The Associated General Contractors of America said housing construction companies created 17,000 jobs last month in the US for the fourth straight month.
At the same time, builders are struggling with a shortage of skilled workers, material shortages and long delivery delays.
The demand for every home product has increased, said Norton, and has been for a year.
“The builders are selling them asap,” he said. “Especially in the range of $ 350,000 and below.”
Even before the pandemic, the U.S. housing market had a very small number of homes on the market.
But the lack of inventory in the market could improve.
Alabama real estate offers rose 12 percent compared to June, in line with national trends. That means more people are putting their homes on the market, maybe looking for the big buck.
There is good news for buyers – price growth is starting to slow down a bit.

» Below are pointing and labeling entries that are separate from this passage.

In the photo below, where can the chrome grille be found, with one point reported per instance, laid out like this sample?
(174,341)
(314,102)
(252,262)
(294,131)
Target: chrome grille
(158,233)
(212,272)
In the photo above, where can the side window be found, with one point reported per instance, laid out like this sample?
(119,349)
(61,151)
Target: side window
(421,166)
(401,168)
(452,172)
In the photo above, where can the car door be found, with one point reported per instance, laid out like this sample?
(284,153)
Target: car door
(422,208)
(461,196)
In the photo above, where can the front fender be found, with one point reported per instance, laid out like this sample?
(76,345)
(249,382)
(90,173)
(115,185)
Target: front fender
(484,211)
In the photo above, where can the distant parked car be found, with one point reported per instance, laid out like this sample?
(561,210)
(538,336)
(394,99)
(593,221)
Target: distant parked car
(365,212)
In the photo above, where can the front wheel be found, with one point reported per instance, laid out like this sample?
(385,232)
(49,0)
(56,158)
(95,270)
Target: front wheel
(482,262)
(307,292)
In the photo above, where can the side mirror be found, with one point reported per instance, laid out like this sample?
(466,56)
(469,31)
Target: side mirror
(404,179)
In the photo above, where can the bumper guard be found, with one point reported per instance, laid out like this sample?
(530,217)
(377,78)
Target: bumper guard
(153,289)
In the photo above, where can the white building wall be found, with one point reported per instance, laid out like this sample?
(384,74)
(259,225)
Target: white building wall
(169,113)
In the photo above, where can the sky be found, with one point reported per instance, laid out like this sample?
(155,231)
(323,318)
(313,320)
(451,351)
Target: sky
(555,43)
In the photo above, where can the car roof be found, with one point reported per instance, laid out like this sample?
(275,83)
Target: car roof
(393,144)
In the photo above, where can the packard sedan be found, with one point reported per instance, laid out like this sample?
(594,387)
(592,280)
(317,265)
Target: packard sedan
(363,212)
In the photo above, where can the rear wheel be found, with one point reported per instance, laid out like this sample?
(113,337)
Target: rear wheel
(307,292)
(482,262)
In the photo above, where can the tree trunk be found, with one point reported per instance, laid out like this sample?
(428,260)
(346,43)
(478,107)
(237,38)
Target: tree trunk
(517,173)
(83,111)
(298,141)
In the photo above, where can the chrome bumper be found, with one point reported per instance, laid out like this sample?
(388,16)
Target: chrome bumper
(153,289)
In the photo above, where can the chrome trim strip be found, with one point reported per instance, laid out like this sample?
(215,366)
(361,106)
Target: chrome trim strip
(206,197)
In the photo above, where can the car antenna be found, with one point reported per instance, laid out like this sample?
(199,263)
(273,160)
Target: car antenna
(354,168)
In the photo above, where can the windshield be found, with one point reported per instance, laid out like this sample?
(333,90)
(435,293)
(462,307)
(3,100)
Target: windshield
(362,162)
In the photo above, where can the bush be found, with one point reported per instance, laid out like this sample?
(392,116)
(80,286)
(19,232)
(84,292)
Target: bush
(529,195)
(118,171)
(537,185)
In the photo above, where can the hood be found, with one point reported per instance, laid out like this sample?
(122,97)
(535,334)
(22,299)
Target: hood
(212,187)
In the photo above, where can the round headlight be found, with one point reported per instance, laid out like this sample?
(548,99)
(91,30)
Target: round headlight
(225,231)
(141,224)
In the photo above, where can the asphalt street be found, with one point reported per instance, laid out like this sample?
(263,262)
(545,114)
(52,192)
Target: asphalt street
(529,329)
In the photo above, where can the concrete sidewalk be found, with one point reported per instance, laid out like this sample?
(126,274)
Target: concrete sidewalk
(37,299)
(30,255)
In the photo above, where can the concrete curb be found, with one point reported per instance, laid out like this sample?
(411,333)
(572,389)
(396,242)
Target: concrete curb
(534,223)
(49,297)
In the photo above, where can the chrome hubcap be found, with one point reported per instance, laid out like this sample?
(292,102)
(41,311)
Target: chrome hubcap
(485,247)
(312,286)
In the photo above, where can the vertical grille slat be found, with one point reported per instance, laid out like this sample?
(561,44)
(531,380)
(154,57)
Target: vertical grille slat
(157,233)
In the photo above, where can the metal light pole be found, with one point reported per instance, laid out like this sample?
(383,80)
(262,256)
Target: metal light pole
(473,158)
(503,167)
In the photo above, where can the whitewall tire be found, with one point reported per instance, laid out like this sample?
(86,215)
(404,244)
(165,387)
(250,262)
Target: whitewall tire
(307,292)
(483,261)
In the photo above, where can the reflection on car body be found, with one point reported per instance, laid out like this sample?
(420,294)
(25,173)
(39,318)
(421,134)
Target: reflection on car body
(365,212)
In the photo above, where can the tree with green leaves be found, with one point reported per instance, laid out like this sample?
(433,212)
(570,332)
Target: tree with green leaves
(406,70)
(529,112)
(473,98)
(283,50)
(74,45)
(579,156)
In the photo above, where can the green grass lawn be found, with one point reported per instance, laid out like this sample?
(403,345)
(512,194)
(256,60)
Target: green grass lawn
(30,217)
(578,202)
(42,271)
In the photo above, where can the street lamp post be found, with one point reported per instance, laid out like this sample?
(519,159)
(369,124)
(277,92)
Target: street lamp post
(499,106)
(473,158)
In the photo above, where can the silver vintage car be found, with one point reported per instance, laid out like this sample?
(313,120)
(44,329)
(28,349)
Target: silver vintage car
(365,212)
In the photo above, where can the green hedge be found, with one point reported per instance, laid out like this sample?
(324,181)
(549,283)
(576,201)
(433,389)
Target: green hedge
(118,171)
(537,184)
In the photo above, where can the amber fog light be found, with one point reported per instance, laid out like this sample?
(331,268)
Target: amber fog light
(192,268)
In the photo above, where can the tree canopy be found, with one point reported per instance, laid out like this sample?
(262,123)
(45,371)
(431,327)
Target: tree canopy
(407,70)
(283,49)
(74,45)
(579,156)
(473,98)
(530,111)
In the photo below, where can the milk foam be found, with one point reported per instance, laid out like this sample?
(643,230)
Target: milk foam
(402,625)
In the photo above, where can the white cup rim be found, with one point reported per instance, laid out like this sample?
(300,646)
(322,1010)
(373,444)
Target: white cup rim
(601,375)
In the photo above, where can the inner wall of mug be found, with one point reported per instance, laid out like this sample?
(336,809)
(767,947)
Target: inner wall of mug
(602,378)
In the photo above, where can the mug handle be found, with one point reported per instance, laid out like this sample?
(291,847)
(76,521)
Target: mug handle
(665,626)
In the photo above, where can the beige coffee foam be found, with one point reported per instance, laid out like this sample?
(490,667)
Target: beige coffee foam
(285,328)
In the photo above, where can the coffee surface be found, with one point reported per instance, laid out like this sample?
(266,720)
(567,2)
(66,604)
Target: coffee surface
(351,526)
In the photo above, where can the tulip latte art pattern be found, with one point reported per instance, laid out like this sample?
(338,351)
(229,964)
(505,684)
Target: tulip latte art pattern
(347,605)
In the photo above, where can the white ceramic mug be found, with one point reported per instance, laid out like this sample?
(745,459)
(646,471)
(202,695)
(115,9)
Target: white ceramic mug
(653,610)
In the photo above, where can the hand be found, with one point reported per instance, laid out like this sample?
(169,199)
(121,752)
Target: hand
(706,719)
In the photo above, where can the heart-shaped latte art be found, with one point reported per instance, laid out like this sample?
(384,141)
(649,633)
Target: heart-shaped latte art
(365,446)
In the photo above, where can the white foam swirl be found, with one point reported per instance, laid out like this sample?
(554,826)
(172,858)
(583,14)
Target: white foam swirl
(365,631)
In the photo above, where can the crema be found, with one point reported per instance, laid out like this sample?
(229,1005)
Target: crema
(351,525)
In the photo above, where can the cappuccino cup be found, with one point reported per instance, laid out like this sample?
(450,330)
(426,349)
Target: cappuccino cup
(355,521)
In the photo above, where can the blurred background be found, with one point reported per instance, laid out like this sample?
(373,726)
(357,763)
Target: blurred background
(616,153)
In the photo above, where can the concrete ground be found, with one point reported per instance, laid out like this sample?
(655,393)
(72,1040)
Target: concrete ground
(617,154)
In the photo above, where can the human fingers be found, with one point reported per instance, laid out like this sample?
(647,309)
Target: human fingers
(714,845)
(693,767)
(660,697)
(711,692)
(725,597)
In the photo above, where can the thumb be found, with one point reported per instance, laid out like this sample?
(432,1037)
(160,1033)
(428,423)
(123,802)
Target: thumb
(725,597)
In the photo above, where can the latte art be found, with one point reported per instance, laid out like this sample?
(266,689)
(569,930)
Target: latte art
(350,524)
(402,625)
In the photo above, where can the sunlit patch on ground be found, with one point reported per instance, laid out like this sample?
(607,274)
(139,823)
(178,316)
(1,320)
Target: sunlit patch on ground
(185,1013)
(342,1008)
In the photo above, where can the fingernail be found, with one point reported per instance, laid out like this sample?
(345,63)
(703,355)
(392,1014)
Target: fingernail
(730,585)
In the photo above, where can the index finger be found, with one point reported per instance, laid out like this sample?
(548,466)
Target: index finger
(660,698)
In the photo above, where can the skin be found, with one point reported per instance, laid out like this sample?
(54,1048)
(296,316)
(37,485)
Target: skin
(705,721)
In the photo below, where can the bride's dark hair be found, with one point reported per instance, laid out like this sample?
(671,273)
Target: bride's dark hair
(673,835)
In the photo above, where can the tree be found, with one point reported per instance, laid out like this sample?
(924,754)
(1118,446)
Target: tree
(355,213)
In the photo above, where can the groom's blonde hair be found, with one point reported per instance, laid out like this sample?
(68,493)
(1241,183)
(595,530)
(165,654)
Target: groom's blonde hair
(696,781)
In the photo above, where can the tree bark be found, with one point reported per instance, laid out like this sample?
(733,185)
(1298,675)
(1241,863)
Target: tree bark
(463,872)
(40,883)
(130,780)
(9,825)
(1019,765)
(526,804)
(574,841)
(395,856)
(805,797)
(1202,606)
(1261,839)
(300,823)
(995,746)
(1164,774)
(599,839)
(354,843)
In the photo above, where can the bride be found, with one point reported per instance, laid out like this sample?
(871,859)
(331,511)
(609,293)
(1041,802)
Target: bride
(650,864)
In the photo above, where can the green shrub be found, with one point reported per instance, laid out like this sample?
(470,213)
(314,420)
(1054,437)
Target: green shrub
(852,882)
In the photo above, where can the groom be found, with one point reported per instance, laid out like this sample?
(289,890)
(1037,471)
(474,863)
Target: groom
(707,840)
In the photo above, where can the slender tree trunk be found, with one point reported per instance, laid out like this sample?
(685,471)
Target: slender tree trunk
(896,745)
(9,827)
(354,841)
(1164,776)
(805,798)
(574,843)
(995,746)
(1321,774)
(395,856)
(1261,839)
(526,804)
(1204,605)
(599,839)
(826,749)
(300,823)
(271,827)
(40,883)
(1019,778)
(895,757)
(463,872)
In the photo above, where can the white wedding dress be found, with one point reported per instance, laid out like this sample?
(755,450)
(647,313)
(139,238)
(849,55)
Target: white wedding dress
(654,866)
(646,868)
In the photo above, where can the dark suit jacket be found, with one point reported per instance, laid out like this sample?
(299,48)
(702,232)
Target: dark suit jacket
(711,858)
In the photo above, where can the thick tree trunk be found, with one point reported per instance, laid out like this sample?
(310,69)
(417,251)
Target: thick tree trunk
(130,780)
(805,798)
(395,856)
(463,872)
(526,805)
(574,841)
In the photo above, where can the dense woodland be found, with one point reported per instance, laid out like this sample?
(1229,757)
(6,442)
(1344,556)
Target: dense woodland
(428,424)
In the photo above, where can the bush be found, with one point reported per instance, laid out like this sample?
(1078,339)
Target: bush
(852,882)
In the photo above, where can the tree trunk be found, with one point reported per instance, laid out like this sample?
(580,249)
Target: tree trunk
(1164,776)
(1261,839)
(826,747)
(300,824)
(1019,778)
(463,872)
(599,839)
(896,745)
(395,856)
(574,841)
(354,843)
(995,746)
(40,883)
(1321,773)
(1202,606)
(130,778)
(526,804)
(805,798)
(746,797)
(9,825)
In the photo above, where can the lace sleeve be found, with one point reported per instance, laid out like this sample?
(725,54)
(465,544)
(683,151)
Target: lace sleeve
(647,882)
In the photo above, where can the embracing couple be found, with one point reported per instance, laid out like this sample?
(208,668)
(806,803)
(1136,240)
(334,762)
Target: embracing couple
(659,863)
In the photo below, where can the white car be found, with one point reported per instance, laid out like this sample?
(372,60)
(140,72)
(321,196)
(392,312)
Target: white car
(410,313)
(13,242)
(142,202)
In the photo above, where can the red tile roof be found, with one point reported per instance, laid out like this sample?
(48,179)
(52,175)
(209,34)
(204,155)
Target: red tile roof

Prices were up 11% year over year in July, which is still significant but below the 15% recorded last fall.
“That doesn’t mean everyone’s house is worth 11% more than it was last year,” said Norton. “Much of this sales activity takes place at the top end of the market.”
Norton said he anticipates prices will slow to single-digit increases by the end of the year. Lawrence Yun, chief economist of the National Association of Realtors, shares this opinion.
“While we shouldn’t expect property prices to fall in the coming months, there is a possibility that they will flatten out as inventories begin to improve,” said Yun.